In many of the most pressing problems in biology, chemistry, and medicine – including the role of somatic mutations in cancer, genetic variants associated with risk of common disease, non-additive genetic interactions, possible antibody or functional protein sequences, or the space of drug-like chemical compounds – there is an enormous space of possibilities, even though only very few of them are realized. In each of these cases, the number of hypothetical possibilities exceeds by many orders of magnitude what can ever be tested in a lab, clinical trial or even an entire population. Historically, this challenge was tackled is by restricting the search space by prior knowledge, a practical approach which nevertheless severely limited our ability to make new discoveries and effective predictions.

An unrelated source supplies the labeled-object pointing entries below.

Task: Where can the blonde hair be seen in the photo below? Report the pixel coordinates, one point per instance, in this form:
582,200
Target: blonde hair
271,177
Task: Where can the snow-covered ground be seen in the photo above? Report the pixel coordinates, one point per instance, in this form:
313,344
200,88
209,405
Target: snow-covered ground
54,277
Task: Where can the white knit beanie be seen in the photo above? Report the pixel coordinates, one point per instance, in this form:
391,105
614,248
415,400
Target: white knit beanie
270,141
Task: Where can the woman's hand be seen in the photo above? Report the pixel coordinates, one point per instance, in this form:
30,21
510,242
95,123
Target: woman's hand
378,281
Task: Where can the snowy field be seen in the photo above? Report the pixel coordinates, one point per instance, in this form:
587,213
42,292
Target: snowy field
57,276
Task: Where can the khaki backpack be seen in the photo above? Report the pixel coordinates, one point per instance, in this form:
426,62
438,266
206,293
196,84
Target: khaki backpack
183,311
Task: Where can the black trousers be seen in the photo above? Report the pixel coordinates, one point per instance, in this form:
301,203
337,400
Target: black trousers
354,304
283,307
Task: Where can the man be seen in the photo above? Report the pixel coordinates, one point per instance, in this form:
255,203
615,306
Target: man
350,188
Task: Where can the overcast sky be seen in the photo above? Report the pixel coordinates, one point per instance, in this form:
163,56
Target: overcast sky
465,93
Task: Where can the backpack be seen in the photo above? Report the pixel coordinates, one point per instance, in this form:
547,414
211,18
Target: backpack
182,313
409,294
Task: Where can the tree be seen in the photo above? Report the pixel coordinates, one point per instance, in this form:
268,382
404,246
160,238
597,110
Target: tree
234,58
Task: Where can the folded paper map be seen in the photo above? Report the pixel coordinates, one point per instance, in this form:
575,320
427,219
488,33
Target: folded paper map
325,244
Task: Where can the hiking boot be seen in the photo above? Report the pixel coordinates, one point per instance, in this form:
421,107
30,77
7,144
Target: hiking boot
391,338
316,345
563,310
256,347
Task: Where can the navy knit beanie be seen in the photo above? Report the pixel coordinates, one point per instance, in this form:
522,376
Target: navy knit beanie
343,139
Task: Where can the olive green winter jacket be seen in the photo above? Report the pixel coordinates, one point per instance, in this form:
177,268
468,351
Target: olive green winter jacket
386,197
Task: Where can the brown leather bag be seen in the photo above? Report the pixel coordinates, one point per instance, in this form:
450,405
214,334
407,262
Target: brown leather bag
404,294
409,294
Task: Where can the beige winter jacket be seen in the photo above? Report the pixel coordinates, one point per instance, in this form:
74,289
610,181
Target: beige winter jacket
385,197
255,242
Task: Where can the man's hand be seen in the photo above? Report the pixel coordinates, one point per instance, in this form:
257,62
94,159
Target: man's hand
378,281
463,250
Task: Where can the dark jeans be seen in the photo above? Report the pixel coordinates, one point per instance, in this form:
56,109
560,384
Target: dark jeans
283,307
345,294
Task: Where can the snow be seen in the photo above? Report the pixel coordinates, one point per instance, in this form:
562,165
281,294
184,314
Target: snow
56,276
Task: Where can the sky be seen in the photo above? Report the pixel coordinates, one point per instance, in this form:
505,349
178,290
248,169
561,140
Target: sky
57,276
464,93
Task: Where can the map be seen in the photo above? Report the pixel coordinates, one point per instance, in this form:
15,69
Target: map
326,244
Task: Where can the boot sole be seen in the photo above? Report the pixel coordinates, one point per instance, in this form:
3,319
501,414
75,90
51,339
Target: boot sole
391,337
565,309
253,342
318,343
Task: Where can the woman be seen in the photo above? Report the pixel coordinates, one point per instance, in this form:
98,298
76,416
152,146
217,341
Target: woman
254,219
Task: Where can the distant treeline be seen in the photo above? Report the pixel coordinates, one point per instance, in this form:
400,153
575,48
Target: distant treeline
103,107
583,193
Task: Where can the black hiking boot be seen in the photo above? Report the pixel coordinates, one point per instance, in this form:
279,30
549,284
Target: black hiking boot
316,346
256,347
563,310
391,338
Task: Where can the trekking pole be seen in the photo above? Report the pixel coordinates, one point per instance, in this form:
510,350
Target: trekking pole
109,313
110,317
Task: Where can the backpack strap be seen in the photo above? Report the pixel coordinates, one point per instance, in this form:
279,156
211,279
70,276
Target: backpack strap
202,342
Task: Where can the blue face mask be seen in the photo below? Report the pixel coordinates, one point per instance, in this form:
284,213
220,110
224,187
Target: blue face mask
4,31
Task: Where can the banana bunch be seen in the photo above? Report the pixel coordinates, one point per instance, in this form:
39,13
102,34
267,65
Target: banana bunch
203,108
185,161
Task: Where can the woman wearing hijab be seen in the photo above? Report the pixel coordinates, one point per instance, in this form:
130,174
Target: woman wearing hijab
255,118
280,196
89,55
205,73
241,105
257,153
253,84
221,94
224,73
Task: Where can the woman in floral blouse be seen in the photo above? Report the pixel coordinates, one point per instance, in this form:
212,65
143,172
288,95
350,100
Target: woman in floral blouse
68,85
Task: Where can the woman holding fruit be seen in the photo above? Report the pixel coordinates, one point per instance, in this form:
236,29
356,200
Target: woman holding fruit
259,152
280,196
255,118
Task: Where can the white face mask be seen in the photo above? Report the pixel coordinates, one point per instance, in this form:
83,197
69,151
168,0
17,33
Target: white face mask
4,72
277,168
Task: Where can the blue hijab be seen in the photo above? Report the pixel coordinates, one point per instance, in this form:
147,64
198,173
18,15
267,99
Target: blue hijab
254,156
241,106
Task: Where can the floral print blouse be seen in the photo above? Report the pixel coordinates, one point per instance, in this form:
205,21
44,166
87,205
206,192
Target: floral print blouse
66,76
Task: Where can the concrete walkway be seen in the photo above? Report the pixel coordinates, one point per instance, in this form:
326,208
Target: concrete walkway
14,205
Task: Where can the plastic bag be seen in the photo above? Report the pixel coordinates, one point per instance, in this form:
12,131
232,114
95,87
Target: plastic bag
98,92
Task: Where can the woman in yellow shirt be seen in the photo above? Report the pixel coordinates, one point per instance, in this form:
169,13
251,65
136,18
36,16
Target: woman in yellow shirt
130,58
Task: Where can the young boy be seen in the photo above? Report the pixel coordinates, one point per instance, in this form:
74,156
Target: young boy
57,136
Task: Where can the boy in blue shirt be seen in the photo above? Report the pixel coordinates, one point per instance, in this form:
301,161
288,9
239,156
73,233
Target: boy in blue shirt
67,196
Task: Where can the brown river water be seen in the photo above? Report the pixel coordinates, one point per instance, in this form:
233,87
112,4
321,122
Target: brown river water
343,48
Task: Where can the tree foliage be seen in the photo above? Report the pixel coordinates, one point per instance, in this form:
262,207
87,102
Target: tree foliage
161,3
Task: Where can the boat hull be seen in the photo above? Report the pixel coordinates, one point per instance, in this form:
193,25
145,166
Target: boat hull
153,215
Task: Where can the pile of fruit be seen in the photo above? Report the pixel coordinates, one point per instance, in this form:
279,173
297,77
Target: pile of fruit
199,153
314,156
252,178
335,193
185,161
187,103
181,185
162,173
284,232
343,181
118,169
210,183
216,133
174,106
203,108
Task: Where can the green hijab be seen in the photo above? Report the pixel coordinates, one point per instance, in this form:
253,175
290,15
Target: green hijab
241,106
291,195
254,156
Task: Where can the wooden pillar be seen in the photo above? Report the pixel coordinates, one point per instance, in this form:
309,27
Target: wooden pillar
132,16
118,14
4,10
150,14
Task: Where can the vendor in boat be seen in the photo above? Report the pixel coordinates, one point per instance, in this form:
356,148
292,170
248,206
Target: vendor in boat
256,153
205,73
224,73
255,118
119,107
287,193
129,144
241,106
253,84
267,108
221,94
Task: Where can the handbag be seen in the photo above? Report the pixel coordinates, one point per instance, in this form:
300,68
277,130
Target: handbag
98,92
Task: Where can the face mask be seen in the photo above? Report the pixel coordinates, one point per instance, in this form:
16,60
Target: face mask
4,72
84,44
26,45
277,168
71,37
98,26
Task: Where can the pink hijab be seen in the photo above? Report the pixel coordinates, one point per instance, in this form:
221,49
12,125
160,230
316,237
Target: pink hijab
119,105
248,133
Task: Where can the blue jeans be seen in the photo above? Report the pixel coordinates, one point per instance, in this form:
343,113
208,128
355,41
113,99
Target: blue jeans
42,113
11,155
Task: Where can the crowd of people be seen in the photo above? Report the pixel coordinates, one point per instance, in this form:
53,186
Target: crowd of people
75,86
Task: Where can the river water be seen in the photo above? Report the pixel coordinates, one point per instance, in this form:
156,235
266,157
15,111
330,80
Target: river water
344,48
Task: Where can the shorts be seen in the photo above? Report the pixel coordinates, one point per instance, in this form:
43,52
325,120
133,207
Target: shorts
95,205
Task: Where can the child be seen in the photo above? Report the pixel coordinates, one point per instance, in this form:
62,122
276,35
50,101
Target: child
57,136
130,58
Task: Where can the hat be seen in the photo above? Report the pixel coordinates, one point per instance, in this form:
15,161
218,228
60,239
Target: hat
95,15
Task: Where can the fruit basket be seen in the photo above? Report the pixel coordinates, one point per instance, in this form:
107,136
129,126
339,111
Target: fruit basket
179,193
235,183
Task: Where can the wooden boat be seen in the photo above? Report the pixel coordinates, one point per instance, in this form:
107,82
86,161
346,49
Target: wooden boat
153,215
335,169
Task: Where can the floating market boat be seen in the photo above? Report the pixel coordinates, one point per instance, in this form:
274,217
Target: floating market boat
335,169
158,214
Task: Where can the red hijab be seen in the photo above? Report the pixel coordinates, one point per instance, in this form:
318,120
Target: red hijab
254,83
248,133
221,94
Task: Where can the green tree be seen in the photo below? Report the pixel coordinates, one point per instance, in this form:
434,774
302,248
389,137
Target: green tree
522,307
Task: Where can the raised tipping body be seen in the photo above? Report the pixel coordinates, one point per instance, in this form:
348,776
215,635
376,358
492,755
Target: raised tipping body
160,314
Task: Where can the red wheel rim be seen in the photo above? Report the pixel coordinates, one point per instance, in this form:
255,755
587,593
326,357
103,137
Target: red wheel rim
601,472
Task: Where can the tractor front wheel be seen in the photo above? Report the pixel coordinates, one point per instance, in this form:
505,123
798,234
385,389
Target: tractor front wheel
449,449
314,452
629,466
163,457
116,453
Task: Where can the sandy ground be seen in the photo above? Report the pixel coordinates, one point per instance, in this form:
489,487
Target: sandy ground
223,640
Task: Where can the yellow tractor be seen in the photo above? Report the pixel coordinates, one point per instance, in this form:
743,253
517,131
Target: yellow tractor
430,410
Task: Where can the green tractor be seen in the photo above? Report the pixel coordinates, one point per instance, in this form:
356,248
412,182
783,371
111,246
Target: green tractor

The dramatic enhancements over the past decade in our ability to perform both comprehensive observations of biological systems, with massively parallel and high resolution lab methods and causal (genetic) interventions now offer the hope that it should be possible to tackle these challenges systematically. However, in principle, an astronomical gap remains between the scales of exhaustive experiments, and those that can be achieved in practice. In this talk, I describe a series of new, algorithmically-driven efficient strategies to design experiments for inference in biology and drug discovery, leveraging the inherent latent structure of biological and chemical systems and the data we measure about them. In particular, I'll show how random experiments can help us build oracles that predict expression from sequence and use them for design of sequences with desired functionality and for studies of comprehensive fitness landscape in evolution; how randomly sampled and composite (‘compressed') perturbation screens can help predict genetic (non-additive) interactions efficiently; and how large spaces of antibody sequences, antigen sequences, or drug-like small molecules can be encoded to drive a ‘lab in a loop' combining virtual and lab screens for new small molecules, antibody and cancer vaccine therapeutics. Our work charts a path to use computational insights for conceiving and applying to experiments to decipher fundamental circuits in cells and tissues and how to tackle their malfunction in disease.